Böyle birkaç saat mi, yoksa birkaç dakika mı yine koşuyorlar; koşuyoruz sanıyorlar. Ayşe tükeniyor, demin yolda bıraktıkları at gibi, yere uzanıvereceğini anlayarak, haykırmaya çalışıyor. Birini imdadına çağırmak istiyordu. Yine koşuyor ve birden, acayip bir hafiflik, bir canlılık duyuyordu, ileriye hamle atıyor.
Neden sonra anlıyor ki boynundan sarılan zayıf, ufak kollar artık yoktur: Emine de dökülmüştür.
-Çık sırtıma Ali, diyor, iyice sarıl, sıkı sarıl, sakın gevşeme!
Ve böyle, kanının son ateşini yakarak, kayıp düşerek, yine kalkarak, yine yuvarlanarak yağmur, ter, gözyaşı yüzünü yıkaya yıkaya, mola vermeden yürüyor. Ali'sini kurtarmış olmak sevinciyle, öbür felâketlere katlanıp ümit içerisinde yürüyor, kafileye yetişiyor önüne geçiyor. Seher vakti ay yıldızlı bir ıslak bayrak çekili küçük bir kasabaya varıyor. Yükünü bir cephane sandığının üstüne indiriyor:
Kurtulduk Ali, diyor. Kalk Ali!
Ali kalkmıyor, kımıldamıyor. Ayşe saatlerden beri bir ceset taşıdığını anlamıyor, anlamak istemiyor, hâlâ:
-Kalk Ali, kurtulduk Ali, diyor, gülümsüyor, sürekli geceki yağmur gibi dökülen coşkun gözyaşları içerisinde gülümsüyor...

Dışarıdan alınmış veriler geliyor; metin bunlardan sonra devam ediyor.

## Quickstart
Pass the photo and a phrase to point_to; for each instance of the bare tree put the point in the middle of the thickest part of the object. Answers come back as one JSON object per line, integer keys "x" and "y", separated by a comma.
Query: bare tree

Hizmetçi donuk, fersiz, katı, suyu çekilmiş kuru böcek kabuğu gözlerini işaret etti:
-Bey, dedi, işte o günden beri ben, ağlamak istesem de ağlayamam. Bilmem ki neden, gözlerimden yaş gelmiyor.
Refik Halit KARAY
Comments (0)
To leave or reply to comments, please download free Podbean or
No Comments
To leave or reply to comments,
please download free Podbean App.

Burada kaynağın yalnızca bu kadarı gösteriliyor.